Sosta. Mangiamo un pane al queijo (formaggio) e nel frattempo sfogliamo un libretto che elenca alcune delle specie animali presenti nella zona: coccodrilli – o alligatori? Quanta ignoranza mi accorgo di avere sugli animali - uccelli di mille specie e colori diversi, capivara – che assieme al coccodrillo pare sia una delle carni mangiate in zona – ed il formichiere di cui io m’ero dimenticata l’esistenza e che mi ha riportato all’infanzia, quando sfogliavo delle carte con i nomi degli animali e guardavo incuriosita questo “coso” dal muso lungo che infilava nei formicai. In effetti con dei formicai tanto grandi non poteva non esserci un formichiere in zona.
Ripartiamo. Che colori, che paesaggi, vediamo degli strani uccelli, tipo struzzi. Mi sembra incredibile, guardare scorrere questo cielo, questa natura inimmaginata dal finestrino della macchina, con di sottofondo una colonna sonora pop occidentale un pò antica– U2, Police, Madonna, ad un certo punto addirittura i 4 Non Blondes e i Pet Shop Boys - che stona ma allo stesso tempo si accorda in qualche modo con tutto il resto. Forse perché quando uno è sereno, poi tutto s’accorda. Mi sento molto fortunata a vedere tutto questo, cerco di fare tante foto per poterne condividere almeno un po’. Seconda sosta all’ultimo punto di ristoro sulla strada prima di affrontare 160 km di nulla.
Ripartiamo e quasi subito sul lato della strada vedo un alligatore - jacarés in portoghese credo quindi si tratti di alligatori quelli che ci sono in zona e non coccodrilli – probabilmente morto dopo essere stato investito nel tentativo di attraversare la strada. Noi abbiamo i gatti, i cani, le volpi tuttalpiù, qua ci sono gli alligatori e, poco dopo, un formichiere!! Lo riconosco subito dal musone lungo spappolato sull’asfalto. Ancora abbiamo incontrato una tarantola, viva, che attraversava la strada. Ma questa io non l’ho vista.
Animali investiti a parte sembra quasi un esercizio di rilassamento questo viaggio, è così piacevole abbandonarsi alla musica, al paesaggio, ai pensieri, all’andamento della macchina. Un tramonto mozzafiato accompagna il tutto.

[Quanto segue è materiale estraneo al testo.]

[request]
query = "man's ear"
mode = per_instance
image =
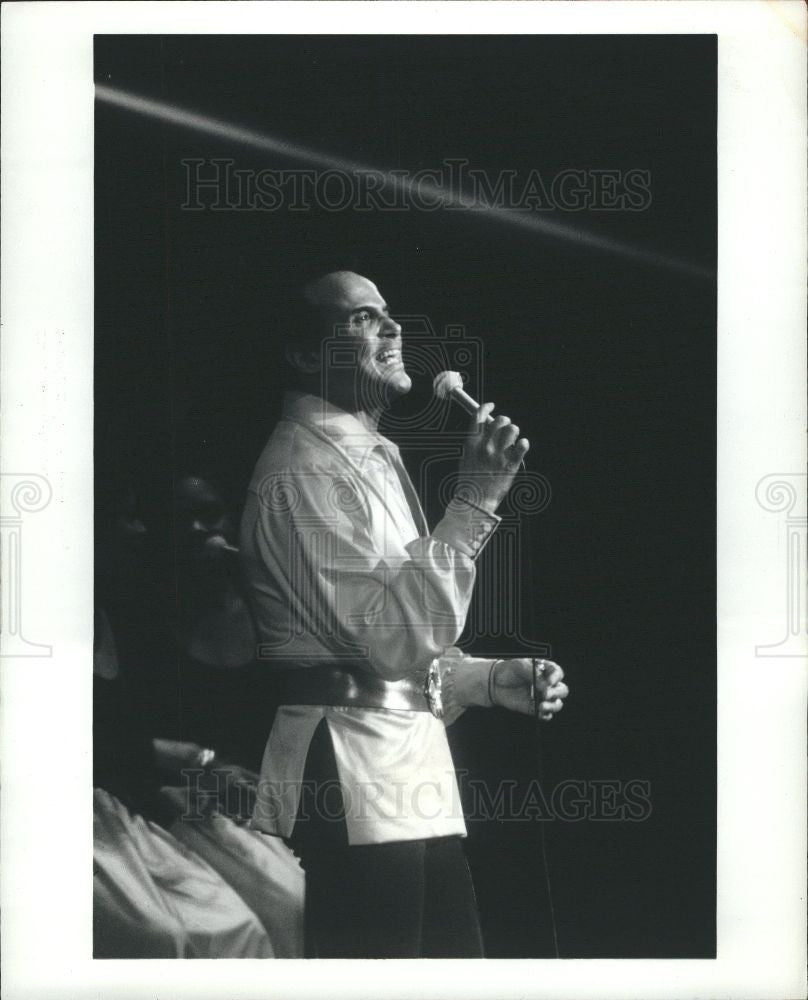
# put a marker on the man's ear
(306, 359)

Ad un certo punto, l’autista accosta, vicino ad un corso d’acqua, siamo praticamente su un ponte. Non capisco bene, finché non scorgo dal finestrino una marea di “jacarés” nel fiume sottostante.

L’autista apre la porta – ed io subito dietro a lui – per scendere a vedere. Maledetta curiosità. Non appena apriamo le portiere una nuvola nera di zanzare invade la macchina. Richiudiamo subito ma a quel punto il danno era fatto, allora, ancora più incoscienti, tutti insieme decidiamo di scendere, che sarà mai. Avvolta in una nuvola di zanzare, scatto persino una foto agli alligatori, poi mi giro e vedo le schiene dei miei compagni di viaggio totalmente ricoperte di zanzare, confesso che a quel punto mi sono spaventata. Ci rendiamo conto che sono effettivamente troppe e corriamo a rifugiarci in macchina. Ma ormai il danno è fatto, oltre ad essere stata divorata dalle zanzare, specialmente su collo, braccia e gambe, la macchina è stracolma. 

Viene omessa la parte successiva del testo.